Over the past 18 months or so, digital transformation has become a pressing need rather than a distant future goal for the majority of businesses. Whether we look at a large corporation or a medium-sized business – we see that all of them strive for the increased business resilience that can be achieved by modernising their digital systems and adapting them to “the new normal”. According to McKinsey data, many organisations report rapid acceleration of their digital ambitions – in some cases, by up to ten years!
The benefits of digital transformation for organisations are evident: delivering better customer experiences, improved employee engagement, and more revenue opportunities. (According to KPMG, about 80 percent of revenue growth opportunities today arise from the digital environment.)
Still, for many companies, digital transformation does not deliver all the expected value. In fact, BCG research shows that digital transformation delivers up to the expected level only in about 30 percent of all such initiatives. This is largely due to the complexity of the digital transformation process and multiple challenges that are usually associated with its implementation.
This is why digital transformation exercises like ITIL should be regarded as an essential component of any digital transformation project. The goals of such exercises are closely aligned with digital workflows that are being introduced. They use the enterprise service management approach that ensures that service management principles, practices, and technological solutions are used to improve the outcomes of all business functions in an organisation. This greatly facilitates the introduction of required digital workflows for any enterprise.
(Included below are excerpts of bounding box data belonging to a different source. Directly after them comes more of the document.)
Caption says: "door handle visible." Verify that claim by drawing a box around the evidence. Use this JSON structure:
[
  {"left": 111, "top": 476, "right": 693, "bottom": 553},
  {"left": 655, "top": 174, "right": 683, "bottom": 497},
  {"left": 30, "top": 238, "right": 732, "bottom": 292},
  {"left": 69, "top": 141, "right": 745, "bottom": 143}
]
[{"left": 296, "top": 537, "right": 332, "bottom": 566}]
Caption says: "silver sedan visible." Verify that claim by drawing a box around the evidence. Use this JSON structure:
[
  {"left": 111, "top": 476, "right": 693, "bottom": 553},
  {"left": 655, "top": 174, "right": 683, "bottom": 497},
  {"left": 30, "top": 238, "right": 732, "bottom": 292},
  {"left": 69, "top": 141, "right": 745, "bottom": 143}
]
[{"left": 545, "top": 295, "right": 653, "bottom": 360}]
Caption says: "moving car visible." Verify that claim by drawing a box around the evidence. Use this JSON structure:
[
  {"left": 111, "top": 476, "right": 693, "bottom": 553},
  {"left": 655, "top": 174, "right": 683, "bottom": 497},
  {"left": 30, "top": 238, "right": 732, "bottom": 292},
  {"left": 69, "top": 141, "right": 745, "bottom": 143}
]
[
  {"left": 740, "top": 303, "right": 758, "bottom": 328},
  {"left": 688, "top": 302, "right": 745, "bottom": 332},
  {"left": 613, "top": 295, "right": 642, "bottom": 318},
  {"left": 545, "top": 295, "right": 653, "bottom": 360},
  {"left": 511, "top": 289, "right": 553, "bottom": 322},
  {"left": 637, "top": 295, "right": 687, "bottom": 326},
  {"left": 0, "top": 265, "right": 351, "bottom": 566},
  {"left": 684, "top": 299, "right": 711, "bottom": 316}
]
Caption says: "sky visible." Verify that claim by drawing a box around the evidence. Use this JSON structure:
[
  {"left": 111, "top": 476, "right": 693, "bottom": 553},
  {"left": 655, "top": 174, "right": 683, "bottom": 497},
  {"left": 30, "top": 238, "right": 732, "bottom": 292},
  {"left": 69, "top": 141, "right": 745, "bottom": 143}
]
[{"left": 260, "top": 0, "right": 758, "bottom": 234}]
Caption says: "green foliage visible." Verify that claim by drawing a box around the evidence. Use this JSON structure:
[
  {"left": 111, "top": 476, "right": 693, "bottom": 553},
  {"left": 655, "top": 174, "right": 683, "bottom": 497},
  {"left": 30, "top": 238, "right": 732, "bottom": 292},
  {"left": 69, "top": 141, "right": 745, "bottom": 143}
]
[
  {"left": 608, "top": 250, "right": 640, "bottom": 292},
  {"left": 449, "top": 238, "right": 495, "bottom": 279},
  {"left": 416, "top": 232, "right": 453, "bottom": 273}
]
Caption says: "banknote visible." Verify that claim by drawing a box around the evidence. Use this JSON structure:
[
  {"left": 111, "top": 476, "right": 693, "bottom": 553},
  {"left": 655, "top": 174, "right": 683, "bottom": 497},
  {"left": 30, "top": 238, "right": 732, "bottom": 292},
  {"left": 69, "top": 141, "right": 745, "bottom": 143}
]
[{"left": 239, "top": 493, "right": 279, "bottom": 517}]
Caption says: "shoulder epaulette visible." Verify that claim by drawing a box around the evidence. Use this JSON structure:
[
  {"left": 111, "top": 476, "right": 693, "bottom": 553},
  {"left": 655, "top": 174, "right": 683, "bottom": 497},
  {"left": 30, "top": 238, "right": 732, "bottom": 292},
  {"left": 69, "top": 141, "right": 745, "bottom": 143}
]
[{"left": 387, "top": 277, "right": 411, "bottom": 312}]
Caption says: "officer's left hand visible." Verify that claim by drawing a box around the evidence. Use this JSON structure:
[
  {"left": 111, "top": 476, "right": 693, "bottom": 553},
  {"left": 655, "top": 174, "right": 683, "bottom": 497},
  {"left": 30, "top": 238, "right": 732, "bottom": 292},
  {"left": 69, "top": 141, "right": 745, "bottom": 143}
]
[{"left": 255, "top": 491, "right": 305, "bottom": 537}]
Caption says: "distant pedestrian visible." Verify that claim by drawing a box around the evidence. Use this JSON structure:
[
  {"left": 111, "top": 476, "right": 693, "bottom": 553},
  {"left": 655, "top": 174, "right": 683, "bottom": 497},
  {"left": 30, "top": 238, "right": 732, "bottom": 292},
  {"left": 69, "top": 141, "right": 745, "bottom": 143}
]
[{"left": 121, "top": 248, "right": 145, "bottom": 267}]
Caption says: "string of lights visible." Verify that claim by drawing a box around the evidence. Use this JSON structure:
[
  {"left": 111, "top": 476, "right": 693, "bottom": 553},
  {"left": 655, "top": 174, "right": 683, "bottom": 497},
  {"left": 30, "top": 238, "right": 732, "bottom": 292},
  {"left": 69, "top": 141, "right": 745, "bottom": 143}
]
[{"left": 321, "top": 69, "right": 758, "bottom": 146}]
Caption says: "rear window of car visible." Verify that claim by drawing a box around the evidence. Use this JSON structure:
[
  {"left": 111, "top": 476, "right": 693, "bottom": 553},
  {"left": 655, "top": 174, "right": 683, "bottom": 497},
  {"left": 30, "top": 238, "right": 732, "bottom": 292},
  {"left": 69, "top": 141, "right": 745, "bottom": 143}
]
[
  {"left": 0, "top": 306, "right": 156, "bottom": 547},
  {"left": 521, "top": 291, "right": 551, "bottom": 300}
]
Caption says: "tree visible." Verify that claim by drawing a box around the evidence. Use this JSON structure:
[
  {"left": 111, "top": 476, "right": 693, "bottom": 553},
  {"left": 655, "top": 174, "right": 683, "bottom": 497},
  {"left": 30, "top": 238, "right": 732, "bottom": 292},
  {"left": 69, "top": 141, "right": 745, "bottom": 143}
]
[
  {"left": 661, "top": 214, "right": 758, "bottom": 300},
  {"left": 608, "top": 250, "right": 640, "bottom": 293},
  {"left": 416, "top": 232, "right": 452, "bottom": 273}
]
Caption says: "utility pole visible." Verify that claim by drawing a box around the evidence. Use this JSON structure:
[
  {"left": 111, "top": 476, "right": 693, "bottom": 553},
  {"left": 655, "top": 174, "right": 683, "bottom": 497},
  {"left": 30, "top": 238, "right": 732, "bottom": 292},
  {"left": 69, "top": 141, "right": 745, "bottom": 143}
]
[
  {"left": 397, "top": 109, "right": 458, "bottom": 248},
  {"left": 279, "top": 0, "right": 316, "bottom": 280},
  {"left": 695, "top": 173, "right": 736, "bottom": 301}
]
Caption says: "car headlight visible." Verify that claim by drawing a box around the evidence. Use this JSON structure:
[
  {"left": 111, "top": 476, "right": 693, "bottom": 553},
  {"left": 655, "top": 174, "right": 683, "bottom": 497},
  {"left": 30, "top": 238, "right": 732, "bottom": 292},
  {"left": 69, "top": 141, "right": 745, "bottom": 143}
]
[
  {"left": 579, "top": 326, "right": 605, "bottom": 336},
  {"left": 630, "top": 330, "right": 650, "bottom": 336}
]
In an interview with CIO Australia, Stephen Moore, Business Development Consultant at ITSM Hub, said, “These new ways of working broke the IT operating model that organisations were using, and for some, the old model was fundamentally incompatible with how people now worked and used IT. Practices need to be quickly revised to realign with the emerging business strategies, and that’s prompted a greater appetite to consider ITIL®, especially with the latest iteration, ITIL 4, encouraging a bit more pragmatism in applying ITIL guideline.”
“With ITIL 4, service organisations can meet or exceed the rising bar of customer expectations through constructing repeatable and reliable services. And using proven methods, methods to enable change, and to deal with incidents and problems.”
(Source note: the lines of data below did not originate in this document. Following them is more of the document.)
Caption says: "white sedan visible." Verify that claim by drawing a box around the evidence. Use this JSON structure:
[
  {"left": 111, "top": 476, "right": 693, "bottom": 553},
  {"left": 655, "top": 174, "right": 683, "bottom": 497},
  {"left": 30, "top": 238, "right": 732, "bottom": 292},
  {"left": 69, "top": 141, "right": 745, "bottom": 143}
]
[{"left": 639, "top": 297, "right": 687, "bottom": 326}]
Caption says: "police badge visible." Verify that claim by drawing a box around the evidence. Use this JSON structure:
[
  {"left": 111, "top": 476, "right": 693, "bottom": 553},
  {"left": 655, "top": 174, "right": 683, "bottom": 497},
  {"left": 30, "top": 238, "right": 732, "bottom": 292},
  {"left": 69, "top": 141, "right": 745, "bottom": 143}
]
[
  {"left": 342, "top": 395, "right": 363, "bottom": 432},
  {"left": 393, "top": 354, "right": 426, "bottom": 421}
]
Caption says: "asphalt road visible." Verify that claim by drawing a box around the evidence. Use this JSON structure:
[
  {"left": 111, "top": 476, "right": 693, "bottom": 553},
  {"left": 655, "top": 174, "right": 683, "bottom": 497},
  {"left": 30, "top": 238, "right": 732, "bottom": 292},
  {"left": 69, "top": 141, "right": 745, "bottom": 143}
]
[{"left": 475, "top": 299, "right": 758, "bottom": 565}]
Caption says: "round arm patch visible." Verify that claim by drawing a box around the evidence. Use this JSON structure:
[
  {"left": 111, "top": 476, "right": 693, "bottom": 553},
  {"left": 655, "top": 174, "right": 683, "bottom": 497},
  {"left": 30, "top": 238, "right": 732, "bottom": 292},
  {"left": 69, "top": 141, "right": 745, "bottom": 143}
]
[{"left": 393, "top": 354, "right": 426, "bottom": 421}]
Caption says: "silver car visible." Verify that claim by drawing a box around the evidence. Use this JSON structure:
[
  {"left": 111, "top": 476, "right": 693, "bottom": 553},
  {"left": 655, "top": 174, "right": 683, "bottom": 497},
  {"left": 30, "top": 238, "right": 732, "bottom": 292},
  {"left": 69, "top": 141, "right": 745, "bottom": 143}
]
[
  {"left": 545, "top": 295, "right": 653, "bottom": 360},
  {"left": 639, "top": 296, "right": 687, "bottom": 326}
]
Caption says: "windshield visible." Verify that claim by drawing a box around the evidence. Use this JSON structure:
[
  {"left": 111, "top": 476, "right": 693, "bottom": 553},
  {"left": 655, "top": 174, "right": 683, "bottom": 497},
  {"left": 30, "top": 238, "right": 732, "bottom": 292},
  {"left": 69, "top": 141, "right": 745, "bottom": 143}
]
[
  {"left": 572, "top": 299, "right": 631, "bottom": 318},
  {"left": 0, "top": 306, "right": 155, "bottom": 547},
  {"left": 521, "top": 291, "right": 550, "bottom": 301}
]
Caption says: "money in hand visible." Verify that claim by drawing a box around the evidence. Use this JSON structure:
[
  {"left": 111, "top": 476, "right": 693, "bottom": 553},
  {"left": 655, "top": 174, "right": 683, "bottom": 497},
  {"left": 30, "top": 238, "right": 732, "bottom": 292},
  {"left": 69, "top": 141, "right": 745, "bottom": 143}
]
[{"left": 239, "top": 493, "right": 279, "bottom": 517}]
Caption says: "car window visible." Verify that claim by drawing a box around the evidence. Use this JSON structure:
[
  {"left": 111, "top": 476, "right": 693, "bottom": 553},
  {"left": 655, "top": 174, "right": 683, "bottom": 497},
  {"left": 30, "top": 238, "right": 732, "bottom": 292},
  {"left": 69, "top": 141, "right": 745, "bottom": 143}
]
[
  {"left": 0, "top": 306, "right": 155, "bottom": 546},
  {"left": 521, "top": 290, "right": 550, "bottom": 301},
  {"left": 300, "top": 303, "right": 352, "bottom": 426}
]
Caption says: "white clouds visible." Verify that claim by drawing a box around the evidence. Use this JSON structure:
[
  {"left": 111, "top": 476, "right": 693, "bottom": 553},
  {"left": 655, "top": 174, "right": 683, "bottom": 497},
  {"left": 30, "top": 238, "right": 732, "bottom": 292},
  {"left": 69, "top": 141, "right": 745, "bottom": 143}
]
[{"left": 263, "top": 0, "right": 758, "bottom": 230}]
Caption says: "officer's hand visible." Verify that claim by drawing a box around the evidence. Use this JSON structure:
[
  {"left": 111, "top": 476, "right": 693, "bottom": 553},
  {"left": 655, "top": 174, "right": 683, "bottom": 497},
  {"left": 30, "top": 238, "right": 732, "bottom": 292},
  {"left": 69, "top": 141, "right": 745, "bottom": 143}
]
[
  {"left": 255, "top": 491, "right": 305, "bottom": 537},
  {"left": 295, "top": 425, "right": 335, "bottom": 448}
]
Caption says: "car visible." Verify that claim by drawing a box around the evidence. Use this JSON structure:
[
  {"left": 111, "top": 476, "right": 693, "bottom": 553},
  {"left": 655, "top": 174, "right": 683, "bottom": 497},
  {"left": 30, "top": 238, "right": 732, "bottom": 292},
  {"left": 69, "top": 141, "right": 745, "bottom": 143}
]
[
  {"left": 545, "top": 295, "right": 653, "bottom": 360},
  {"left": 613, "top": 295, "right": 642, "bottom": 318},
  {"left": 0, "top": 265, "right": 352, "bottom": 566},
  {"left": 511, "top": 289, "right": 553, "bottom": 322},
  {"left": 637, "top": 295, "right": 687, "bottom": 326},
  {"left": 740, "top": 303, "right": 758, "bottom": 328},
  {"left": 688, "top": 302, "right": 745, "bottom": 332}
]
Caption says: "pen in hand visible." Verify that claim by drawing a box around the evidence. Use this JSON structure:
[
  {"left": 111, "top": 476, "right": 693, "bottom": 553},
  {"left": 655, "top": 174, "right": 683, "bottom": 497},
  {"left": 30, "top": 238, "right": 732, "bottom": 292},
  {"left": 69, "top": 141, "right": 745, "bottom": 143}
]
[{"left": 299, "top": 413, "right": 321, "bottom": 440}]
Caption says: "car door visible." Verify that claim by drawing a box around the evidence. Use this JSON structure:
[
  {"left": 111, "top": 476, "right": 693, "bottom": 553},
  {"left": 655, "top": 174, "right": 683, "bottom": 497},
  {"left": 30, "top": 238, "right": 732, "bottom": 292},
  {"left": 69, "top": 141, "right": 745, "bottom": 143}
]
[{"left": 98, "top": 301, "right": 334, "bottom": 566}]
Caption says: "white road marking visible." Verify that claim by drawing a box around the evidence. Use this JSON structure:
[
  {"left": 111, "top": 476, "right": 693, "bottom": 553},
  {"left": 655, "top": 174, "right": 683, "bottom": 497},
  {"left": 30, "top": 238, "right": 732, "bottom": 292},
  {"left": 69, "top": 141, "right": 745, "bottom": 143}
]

While earlier generations of ITIL have often been considered not flexible enough, this is no longer the case with the latest version of the framework – ITIL 4 – that was released in February 2019, just under a year before the COVID pandemic began to reshape digital transformation priorities.
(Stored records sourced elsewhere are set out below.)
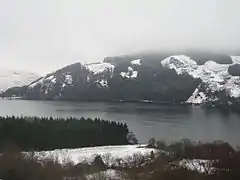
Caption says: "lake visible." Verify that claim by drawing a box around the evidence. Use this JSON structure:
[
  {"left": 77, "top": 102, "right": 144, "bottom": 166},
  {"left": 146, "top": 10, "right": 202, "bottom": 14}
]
[{"left": 0, "top": 100, "right": 240, "bottom": 146}]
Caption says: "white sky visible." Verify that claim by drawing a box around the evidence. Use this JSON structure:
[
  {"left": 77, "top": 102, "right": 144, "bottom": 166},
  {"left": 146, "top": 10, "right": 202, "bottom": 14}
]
[{"left": 0, "top": 0, "right": 240, "bottom": 73}]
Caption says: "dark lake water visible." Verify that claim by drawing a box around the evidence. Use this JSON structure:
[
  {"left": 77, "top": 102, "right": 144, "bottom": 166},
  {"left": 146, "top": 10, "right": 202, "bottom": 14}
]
[{"left": 0, "top": 100, "right": 240, "bottom": 146}]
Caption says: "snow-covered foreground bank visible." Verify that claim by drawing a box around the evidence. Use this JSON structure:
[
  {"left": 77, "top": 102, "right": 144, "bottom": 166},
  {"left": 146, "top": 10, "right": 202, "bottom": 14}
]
[{"left": 29, "top": 145, "right": 156, "bottom": 165}]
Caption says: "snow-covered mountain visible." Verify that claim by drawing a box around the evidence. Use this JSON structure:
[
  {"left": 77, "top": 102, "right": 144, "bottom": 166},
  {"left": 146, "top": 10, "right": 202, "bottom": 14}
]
[
  {"left": 5, "top": 53, "right": 240, "bottom": 109},
  {"left": 0, "top": 69, "right": 39, "bottom": 92},
  {"left": 161, "top": 55, "right": 240, "bottom": 104}
]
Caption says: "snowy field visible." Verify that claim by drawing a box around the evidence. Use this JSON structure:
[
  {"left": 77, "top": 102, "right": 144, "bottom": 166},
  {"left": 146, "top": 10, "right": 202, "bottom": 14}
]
[{"left": 29, "top": 145, "right": 156, "bottom": 165}]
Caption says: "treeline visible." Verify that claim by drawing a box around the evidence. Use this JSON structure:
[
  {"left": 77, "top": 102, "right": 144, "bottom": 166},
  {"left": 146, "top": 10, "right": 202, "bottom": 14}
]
[{"left": 0, "top": 116, "right": 129, "bottom": 151}]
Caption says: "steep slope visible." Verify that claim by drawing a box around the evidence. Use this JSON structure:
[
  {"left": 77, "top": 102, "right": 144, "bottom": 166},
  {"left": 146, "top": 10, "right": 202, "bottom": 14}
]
[
  {"left": 161, "top": 55, "right": 240, "bottom": 104},
  {"left": 0, "top": 69, "right": 39, "bottom": 92},
  {"left": 7, "top": 50, "right": 240, "bottom": 105},
  {"left": 26, "top": 63, "right": 114, "bottom": 100}
]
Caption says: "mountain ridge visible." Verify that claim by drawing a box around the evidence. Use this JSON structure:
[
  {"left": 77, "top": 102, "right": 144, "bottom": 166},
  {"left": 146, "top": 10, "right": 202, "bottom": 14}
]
[{"left": 2, "top": 53, "right": 240, "bottom": 109}]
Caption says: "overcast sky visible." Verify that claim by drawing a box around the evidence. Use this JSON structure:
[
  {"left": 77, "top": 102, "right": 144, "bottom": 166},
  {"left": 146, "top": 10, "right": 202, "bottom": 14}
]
[{"left": 0, "top": 0, "right": 240, "bottom": 73}]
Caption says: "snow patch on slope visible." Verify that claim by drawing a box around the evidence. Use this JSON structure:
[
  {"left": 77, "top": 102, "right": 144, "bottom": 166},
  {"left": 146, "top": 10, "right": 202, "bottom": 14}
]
[
  {"left": 131, "top": 59, "right": 142, "bottom": 66},
  {"left": 0, "top": 69, "right": 39, "bottom": 92},
  {"left": 120, "top": 67, "right": 138, "bottom": 79},
  {"left": 85, "top": 62, "right": 115, "bottom": 74},
  {"left": 161, "top": 55, "right": 240, "bottom": 104},
  {"left": 31, "top": 145, "right": 156, "bottom": 165}
]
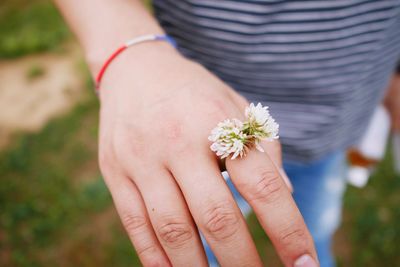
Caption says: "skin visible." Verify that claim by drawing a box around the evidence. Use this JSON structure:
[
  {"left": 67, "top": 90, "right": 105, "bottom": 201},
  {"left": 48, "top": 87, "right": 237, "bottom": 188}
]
[
  {"left": 384, "top": 74, "right": 400, "bottom": 132},
  {"left": 56, "top": 0, "right": 318, "bottom": 266}
]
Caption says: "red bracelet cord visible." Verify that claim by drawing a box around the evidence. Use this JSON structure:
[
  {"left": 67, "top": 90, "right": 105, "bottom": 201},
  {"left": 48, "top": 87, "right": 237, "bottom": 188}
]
[{"left": 96, "top": 34, "right": 176, "bottom": 92}]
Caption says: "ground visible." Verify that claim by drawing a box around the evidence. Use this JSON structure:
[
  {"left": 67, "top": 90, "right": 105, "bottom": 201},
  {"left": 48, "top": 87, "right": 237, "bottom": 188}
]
[{"left": 0, "top": 0, "right": 400, "bottom": 267}]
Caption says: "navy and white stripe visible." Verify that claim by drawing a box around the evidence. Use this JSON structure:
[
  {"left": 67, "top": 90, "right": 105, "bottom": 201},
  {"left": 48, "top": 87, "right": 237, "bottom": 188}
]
[{"left": 153, "top": 0, "right": 400, "bottom": 161}]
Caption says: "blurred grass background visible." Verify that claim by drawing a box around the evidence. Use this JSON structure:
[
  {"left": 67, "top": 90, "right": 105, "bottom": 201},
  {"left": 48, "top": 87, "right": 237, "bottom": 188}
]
[{"left": 0, "top": 0, "right": 400, "bottom": 267}]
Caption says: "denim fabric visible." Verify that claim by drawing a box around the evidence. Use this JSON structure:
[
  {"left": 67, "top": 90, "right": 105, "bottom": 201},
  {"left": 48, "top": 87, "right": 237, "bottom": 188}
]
[{"left": 202, "top": 151, "right": 346, "bottom": 267}]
The new capabilities of ITIL 4 include better recognition and improved support for Agile, Lean, and DevOps integration built into its framework. So, ITIL 4 is much better suited for today’s digital transformation priorities and offers increased flexibility for its organisational adoption well beyond just IT.
ITIL 4 offers various benefits across the whole organisation that undergoes the process of digital transformation. Such benefits include:
“You can use ITIL 4 to help your teams understand why there are things that should be done a certain way,” Moore said. “It explains how the different practices work together to create a value chain and support the whole service lifecycle. And what you really want is to continually improve services to increase value. If you achieve that your staff will be active leaders of the services and the service management processes, not just followers, and your customers will be singing your praises.”
One can no longer deny the need for digital transformation in IT, and IT restructuring today can only be successful if IT is recognised as whole-of-business. It is crucial for the IT department to implement ITIL 4 in a way that is easy to grasp for the rest of the organisation, as it paves a way to the overall success, stability and scalability of the organisation’s digital transformation.